Much as the molten core of its world swills deep below its grassy topsoil, so Minecraft the game is buried somewhere deep beneath the crust of Minecraft the phenomenon. This is no great surprise.
An independent web-game written in an outmoded language and drawn with rudimentary blocks and 16-bit colours that finds unprecedented financial success will confound the wisdom of most video game critics, consultants and publishing mavens. So it’s inevitable that discussion of the “what” will be smothered by discussion of the “how” and the “why”.
Released long before it was finished, Minecraft has no in-game tutorial, no instruction pages and few explicit goals. November’s update moved the game from its extended beta into full release by introducing an endgame, but players are still forced to adventure outside of the confines of the game in search of YouTube videos to explain how to make one’s mark.
The basic rules are otherwise inscrutable, and, for players brought up on to-do list play, the passage of time largely aimless. And yet, in a few short months, Minecraft made its creator, Swede Markus “Notch” Persson, a multimillionaire, and revealed its player base to be one of the most creatively motivated in video games.

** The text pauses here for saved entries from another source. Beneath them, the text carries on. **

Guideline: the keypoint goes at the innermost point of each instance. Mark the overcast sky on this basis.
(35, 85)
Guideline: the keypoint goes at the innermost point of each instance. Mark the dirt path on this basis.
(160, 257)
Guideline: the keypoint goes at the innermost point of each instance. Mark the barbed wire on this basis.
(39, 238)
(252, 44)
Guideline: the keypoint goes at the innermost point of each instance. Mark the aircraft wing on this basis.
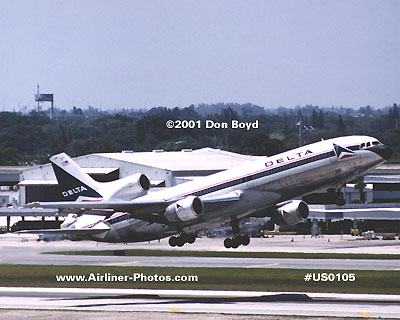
(131, 206)
(143, 209)
(226, 197)
(116, 205)
(83, 231)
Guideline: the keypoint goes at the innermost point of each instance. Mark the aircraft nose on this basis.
(384, 151)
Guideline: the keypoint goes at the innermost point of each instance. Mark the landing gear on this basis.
(238, 239)
(181, 239)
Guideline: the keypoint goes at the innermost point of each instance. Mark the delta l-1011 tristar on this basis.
(262, 188)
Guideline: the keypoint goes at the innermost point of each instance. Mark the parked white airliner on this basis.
(263, 188)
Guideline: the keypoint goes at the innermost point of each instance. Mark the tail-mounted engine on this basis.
(129, 187)
(184, 210)
(292, 212)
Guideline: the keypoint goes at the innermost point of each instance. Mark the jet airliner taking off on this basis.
(263, 188)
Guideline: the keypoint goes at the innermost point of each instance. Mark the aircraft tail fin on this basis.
(72, 180)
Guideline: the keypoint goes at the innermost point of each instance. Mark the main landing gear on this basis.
(237, 239)
(181, 239)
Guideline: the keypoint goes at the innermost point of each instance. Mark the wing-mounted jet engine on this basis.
(187, 209)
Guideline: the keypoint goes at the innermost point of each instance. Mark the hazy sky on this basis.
(171, 53)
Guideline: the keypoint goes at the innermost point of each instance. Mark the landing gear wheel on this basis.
(173, 241)
(228, 243)
(190, 238)
(245, 239)
(181, 239)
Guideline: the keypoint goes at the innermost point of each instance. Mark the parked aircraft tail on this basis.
(74, 183)
(72, 180)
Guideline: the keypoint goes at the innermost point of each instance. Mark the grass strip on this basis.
(383, 282)
(230, 254)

Why? In truth, the answer to the why is hidden inside the what.
Put aside Minecraft the phenomenon for a moment – the excited whispers of Lego deals, the unlikely merchandise, the endless industry awards snatched from the fists of Goliath blockbusters – and the in-game story of Minecraft is essentially the story of man: survival, hunting, community and, eventually, hubris.
The world is uniquely yours. All players share the 1×1 blocks that comprise its mountains, valleys, lakes and clouds, but their arrangement is randomly assigned to you alone. Day one and your goal is mere exploration, charting the terrain around you, a carefree sort of cartography as you feel out the contours of your domain, marvel at the scenery and build a mind map of natural landmarks to set your bearings by.
Then night falls and monsters rise; dead-eyed zombies, skeletons and camouflaged creepers, whose kindergarten path-finding AI has them pursue you with night-terror single-mindedness.
In a flash you spring from tourist to tormented, your goal shifting to a quest for survival as, using the action button, you begin to dig a cave with your bare hands in search of shelter.
Your interactive skillset may be limited to destroying blocks and rebuilding them, but soon you learn how to build tools from the materials around you. After the first night the rhythm and structure remains constant – work during light, shelter during night – but the next day’s objective is largely one of your own making.
You can choose to turn your cave into a castle, the urge to survive making way for the desire for comfort as you venture back out to gather the raw materials needed to laminate the floor of your home, build a bathtub and a stove onto which you can cook your meat.
For some, constructing a shack in the shire is adventure enough, and Hobbit-like they leave the game happy to have made a house a home. For others, ambitions aren’t so easily met, and they embark on a project to build a scale replica of the Taj Mahal, or the Starship Enterprise, or even to use sand and water to create logic gates that fire a giant rudimentary computer scrawled into the landscape.
Your creativity may be bounded to the resources that surround you, but dig deep enough and you’ll find everything you need to replicate on-screen that which sits in your imagination.
Once you have exhausted your self-made goals – added that extension, converted that garage, scaled your own Tower of Babel – Minecraft’s multiplayer servers allow you to venture forth to the community. Here you’ll find collaborative projects that dizzy the mind with their scale or pedantry, a thousand stubby arms chiselling at metaphorical pyramids, slaves to naught but their own aspiration.
In recent months, Minecraft’s makers have sought to take what is, in essence, a playpen of wild potential and mild peril, and mould it into a more formal video game structure. Achievements point you toward light goals, RPG levelling provides an abstract numerical read-out for your progression, while an end boss offers a conclusion for the kinds of players who need to “beat” a game rather than merely play one.
But these feel like half-hearted, tokenistic designs intended to bring some form of closure to the Minecraft phenomenon’s aimless evolution.
At its worst, the full-fat, full-price 1.0.0 Minecraft release is conflicted. A hotchpotch of game design clichés awkwardly stapled onto a wide-open space of joyous creative potential.
But those recent, orthodox game features can be roundly ignored and their presence does not diminish the wonder of the true core of the player-defined experience.
By offering us the tools we need to express ourselves, and by constructing the world from 1×1 blocks, video game atoms that can be arranged in every imaginable combination, Minecraft is perhaps the closest we have to a true god game.
And yet, it is also a game that indulges the instincts and aspirations of man, from lighting that first candle in a cave in order to ward off monsters, to building a tower to the stars. And beyond this, Minecraft has irrevocably changed the landscape of gaming, even as we have irrevocably changed its landscape in kind.